Der Euro ist zwar zum Dollar merklich, aber nicht dramatisch gefallen. Der französische Präsident Macron hofft, im Dezember von Deutschland Unterstützung zu bekommen für seine Vorstellungen zur Währungsunion. Ich glaube, eine derart geschwächte Kanzlerin wird einen solchen Kurswechsel - der in Deutschland überdies unpopulär ist - kaum vollziehen."

THOMAS ALTMANN, PORTFOLIOMANAGER QC PARTNERS:



"An der Börse heißt es jetzt Katerstimmung statt Jahresendrallye. Die Unsicherheit ist jetzt größer als nach der Wahl. Deutschland droht eine längere Hängepartie. Und Unsicherheit mögen die Börsen und die Anleger gar nicht. Sollte die SPD bei ihrem Nein zur Fortsetzung der GroKo bleiben, gibt es nur zwei Alternativen: Eine Minderheitsregierung oder sofortige Neuwahlen - beides ein Novum in der deutschen Politikgeschichte. Und beides mit jeder Menge Unsicherheit verbunden.
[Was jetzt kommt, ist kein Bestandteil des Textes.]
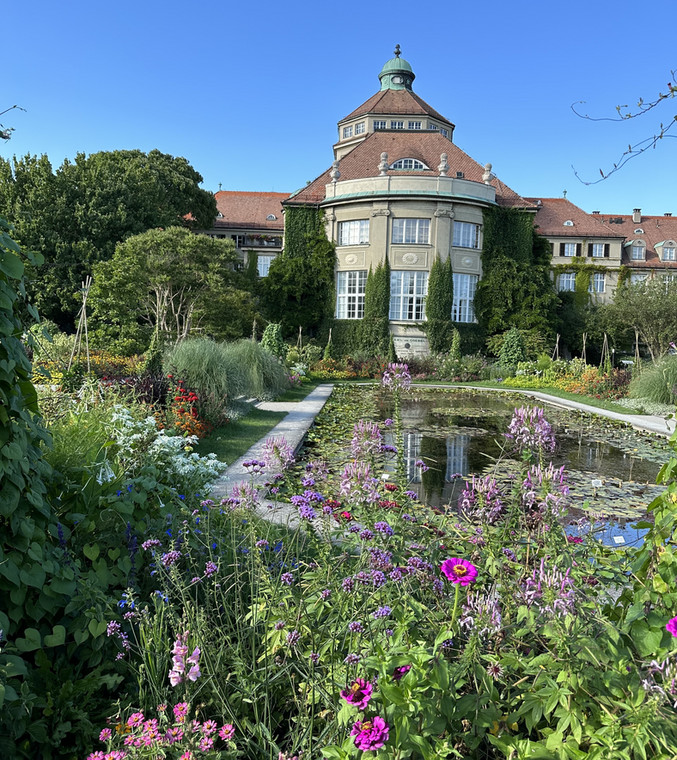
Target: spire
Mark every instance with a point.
(396, 73)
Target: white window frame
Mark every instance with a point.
(408, 291)
(411, 164)
(597, 283)
(350, 289)
(466, 235)
(263, 263)
(638, 252)
(353, 232)
(411, 231)
(463, 306)
(566, 282)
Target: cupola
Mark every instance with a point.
(396, 74)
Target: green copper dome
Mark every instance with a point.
(396, 74)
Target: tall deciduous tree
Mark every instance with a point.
(167, 279)
(76, 216)
(648, 307)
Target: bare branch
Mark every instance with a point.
(642, 146)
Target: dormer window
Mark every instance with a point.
(413, 164)
(638, 250)
(669, 250)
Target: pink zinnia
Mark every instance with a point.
(671, 626)
(358, 694)
(226, 732)
(370, 734)
(459, 571)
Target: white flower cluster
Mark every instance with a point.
(141, 445)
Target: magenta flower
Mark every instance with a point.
(358, 694)
(671, 626)
(459, 571)
(370, 734)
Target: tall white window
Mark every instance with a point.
(411, 231)
(407, 295)
(596, 283)
(463, 308)
(350, 288)
(466, 235)
(263, 265)
(354, 233)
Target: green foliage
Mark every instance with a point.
(299, 289)
(512, 351)
(656, 382)
(75, 216)
(649, 308)
(272, 340)
(164, 280)
(438, 305)
(516, 288)
(375, 332)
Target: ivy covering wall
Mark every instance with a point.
(438, 305)
(516, 288)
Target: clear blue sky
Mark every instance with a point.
(250, 93)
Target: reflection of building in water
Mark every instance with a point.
(457, 455)
(412, 453)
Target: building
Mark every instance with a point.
(400, 189)
(254, 221)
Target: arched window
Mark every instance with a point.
(408, 163)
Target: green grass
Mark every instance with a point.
(300, 392)
(234, 439)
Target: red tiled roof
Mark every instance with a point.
(249, 210)
(364, 158)
(396, 102)
(553, 212)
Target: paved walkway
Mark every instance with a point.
(301, 414)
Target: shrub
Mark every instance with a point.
(656, 382)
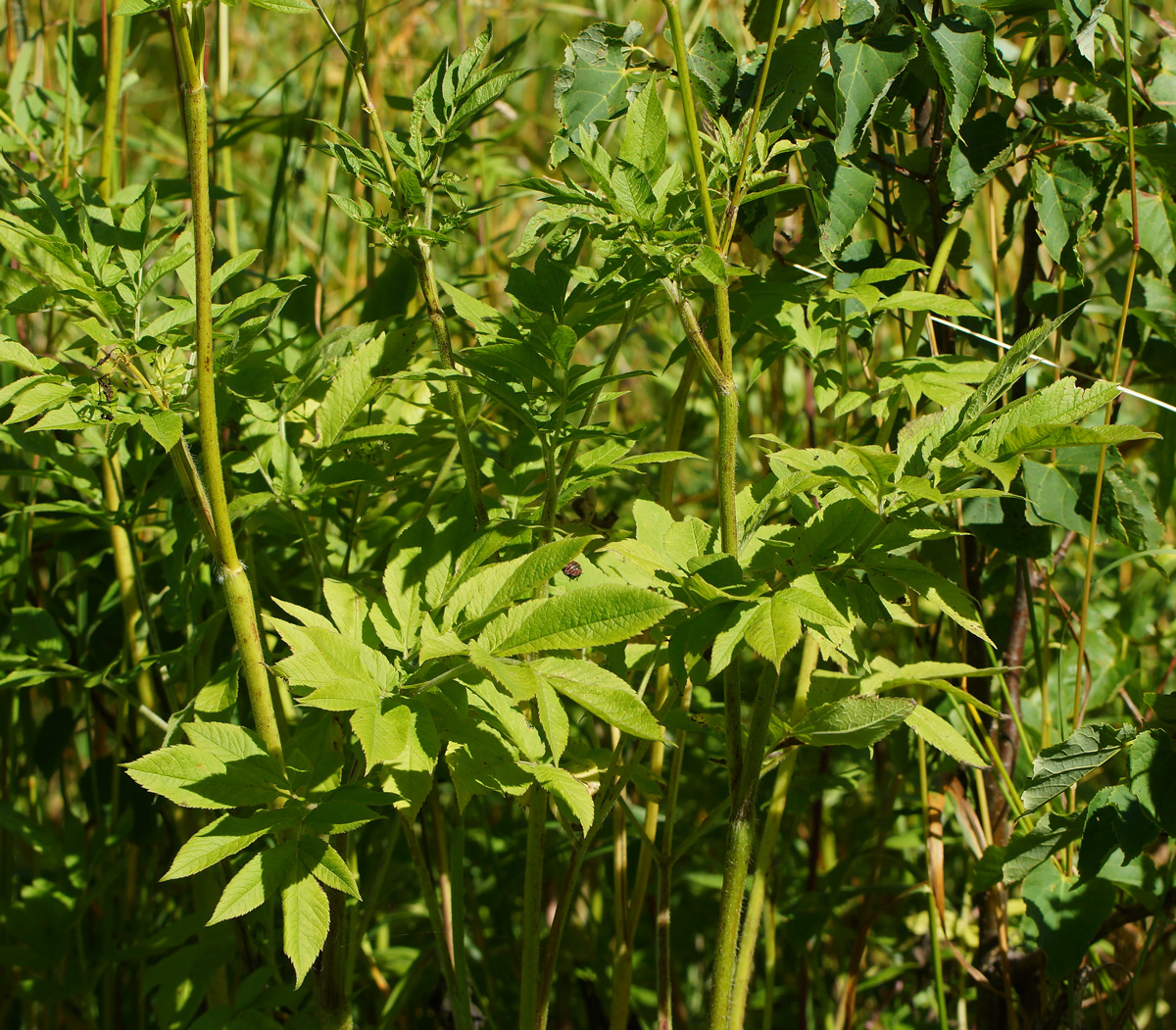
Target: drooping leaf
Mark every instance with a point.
(939, 733)
(646, 133)
(306, 918)
(857, 722)
(1152, 771)
(221, 839)
(1026, 852)
(1067, 913)
(865, 69)
(774, 628)
(604, 694)
(258, 880)
(1058, 768)
(580, 618)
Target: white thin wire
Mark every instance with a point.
(995, 342)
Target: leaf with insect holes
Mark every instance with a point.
(569, 793)
(774, 629)
(222, 839)
(580, 618)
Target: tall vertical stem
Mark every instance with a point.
(529, 1001)
(116, 47)
(740, 835)
(768, 839)
(238, 592)
(1124, 313)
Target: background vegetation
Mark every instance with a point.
(446, 472)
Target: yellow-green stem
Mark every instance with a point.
(533, 910)
(768, 840)
(740, 836)
(934, 277)
(1124, 313)
(124, 574)
(116, 47)
(238, 592)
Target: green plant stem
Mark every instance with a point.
(122, 545)
(740, 834)
(68, 112)
(1124, 313)
(933, 913)
(117, 45)
(614, 349)
(458, 912)
(768, 840)
(420, 257)
(612, 784)
(124, 574)
(238, 592)
(732, 213)
(675, 421)
(622, 962)
(674, 14)
(662, 949)
(223, 66)
(529, 1001)
(462, 1015)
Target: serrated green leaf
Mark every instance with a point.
(856, 722)
(604, 694)
(1057, 768)
(1152, 771)
(164, 427)
(865, 69)
(774, 628)
(580, 618)
(258, 880)
(221, 839)
(306, 919)
(646, 133)
(327, 865)
(568, 792)
(494, 587)
(193, 777)
(958, 55)
(939, 733)
(352, 387)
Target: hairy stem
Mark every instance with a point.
(529, 1002)
(740, 834)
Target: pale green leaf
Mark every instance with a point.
(774, 628)
(306, 918)
(580, 618)
(604, 694)
(939, 733)
(256, 881)
(857, 721)
(568, 792)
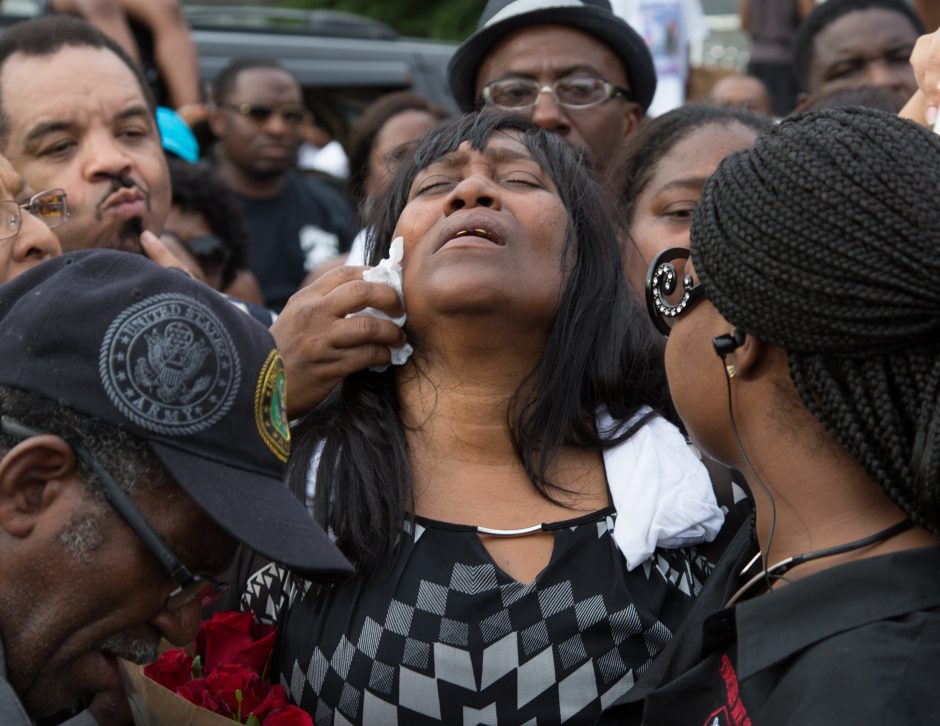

Neuwahlen sind aktuell der größte Risikofaktor, auch für die Börse. Hier wäre die Hängepartie am längsten. Zudem weiß keiner, wie Neuwahlen ausgehen und wie es danach weitergehen kann. Deutschland könnte für eine längere Zeit politisch gelähmt sein. Das ist eine schlechte Nachricht: Nicht nur für Deutschland, sondern für die gesamte Euro-Zone und die gesamte EU."